P0 is an abundant myelin protein, produced by Schwann cells that form myelin in peripheral nerves.

It serves as an adhesion molecule, that helps “glue” myelin layers to one another, and tightly packs myelin around axons. In animal models, lack of P0 results in loss of myelin and CMT-like disease. “Therefore, P0 is an essential molecule for myelin formation and maintenance in the PNS [peripheral nervous system],” the researchers from Japan wrote.

Recently, it was discovered that a large version of this protein — called large myelin protein zero (L-MPZ) — is naturally produced in humans and several animals. The extended version of P0 is produced through a molecular mechanism known as translational readthrough.

This large version appears to have played an important role in the evolution of tetrapod animals, which include mammals. However, its particular roles are uncertain.

Similar to P0, L-MPZ is localized in myelin, which suggests it may play an equally important role in the formation and maintenance of this important sheath.

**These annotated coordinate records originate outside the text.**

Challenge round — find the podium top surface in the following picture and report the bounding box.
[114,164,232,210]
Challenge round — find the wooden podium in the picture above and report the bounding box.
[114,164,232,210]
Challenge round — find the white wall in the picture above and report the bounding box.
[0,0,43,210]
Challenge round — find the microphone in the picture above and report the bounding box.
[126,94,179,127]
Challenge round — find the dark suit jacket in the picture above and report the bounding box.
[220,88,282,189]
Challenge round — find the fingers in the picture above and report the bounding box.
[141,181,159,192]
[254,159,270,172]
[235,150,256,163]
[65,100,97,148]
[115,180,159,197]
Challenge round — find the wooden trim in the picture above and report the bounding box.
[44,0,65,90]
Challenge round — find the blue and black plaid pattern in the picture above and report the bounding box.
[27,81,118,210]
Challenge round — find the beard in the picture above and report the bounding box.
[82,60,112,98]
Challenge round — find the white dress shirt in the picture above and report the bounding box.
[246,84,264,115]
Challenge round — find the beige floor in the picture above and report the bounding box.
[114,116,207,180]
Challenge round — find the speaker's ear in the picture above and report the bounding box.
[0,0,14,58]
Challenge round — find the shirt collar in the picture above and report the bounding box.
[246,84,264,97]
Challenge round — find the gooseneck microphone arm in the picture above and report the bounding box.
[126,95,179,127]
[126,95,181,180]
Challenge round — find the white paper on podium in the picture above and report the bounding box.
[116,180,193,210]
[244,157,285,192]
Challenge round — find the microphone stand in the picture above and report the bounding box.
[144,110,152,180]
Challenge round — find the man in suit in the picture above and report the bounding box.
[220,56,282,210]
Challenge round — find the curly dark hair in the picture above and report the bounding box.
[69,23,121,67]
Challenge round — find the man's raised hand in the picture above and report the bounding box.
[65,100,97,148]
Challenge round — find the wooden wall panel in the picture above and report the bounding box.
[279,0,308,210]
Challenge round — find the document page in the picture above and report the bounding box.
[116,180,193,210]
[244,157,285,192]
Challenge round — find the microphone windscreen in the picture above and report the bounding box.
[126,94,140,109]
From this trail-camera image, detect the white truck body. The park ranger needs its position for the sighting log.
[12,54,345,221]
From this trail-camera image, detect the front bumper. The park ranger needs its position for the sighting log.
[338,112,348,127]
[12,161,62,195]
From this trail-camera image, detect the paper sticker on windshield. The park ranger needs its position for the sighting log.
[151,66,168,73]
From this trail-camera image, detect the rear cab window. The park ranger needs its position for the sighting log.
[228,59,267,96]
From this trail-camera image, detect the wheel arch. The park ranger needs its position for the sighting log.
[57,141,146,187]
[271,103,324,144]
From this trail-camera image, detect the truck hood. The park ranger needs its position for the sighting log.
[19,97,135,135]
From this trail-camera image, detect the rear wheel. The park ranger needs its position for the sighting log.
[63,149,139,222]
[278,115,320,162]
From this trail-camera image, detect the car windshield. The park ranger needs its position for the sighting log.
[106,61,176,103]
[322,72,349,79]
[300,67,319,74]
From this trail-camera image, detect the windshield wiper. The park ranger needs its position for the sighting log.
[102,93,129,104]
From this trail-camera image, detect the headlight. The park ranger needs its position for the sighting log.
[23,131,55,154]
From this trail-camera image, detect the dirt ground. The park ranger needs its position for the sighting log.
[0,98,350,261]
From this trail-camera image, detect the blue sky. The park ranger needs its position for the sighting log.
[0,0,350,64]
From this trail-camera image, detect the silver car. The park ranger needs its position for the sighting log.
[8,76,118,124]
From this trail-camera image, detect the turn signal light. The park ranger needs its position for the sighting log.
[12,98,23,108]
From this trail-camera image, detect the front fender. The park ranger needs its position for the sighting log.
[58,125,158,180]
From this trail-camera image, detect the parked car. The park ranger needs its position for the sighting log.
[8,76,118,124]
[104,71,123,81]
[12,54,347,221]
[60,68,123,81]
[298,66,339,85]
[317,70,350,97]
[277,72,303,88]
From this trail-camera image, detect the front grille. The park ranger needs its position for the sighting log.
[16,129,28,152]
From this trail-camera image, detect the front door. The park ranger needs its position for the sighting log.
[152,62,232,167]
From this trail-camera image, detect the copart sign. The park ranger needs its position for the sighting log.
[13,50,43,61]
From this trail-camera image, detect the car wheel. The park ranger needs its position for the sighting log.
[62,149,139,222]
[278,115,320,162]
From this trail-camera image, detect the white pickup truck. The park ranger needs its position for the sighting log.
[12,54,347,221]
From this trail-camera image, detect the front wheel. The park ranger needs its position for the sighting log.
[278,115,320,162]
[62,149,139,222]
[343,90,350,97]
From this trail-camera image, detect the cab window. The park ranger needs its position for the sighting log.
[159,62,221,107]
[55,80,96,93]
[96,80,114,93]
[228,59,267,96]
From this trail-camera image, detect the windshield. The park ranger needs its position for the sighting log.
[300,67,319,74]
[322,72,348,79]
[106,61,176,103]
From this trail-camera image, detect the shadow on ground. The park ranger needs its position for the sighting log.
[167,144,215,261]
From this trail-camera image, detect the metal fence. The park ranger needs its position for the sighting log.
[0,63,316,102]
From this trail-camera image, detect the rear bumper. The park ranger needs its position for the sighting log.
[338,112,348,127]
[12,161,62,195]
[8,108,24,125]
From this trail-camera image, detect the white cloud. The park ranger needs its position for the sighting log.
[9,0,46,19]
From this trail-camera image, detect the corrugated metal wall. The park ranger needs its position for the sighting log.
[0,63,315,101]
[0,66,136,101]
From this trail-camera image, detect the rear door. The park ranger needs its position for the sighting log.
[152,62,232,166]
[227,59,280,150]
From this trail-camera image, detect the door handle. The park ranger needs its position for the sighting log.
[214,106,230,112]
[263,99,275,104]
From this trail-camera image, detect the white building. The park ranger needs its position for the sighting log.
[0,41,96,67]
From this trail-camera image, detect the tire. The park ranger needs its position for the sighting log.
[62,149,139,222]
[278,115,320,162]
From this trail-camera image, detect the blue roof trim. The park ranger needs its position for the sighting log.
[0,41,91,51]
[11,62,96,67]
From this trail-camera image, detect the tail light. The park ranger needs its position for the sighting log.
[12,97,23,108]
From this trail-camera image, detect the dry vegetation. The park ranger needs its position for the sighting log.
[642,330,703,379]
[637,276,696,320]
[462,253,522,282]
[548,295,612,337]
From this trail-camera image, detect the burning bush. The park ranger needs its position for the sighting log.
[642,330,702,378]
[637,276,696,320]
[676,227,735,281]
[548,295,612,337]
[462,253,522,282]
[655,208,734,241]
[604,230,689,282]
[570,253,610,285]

To clarify this, a team of researchers created two mouse models (L-MPZ mice), which either completely lacked P0 and only produced L-MPZ, or produced some P0 and increased levels of L-MPZ.

Motor tests, nerve conduction studies (that measure the conduction of nerve impulse) and detailed analyses of nerve fibers revealed that L-MPZ mice developed symptoms identical to those found in CMT patients.

Specifically, they showed motor problems and disrupted structure in their myelin around peripheral nerves, which caused extensive myelin loss or fragile myelin.

Axons also were damaged, with more small-caliber fibers and with disorganized functional domains, which are likely to perturb the interaction with supporting nervous system cells, known as glia.

The defects were most severe in mice completely lacking P0 and only producing L-MPZ, while animals able to produce some P0 had a milder disease.

“In summary, we have shown that changes in the amount of L-MPZ influences the formation and maintenance of myelin. Therefore, analyses of gene mutations that influence L-MPZ production and its function may be required for CMT patients of unknown etiology [cause],” the researchers wrote.

“These results highlight the importance of an appropriate L-MPZ/P0 ratio and show that aberrant readthrough of a myelin protein causes neuropathy [nerve damage],” they added.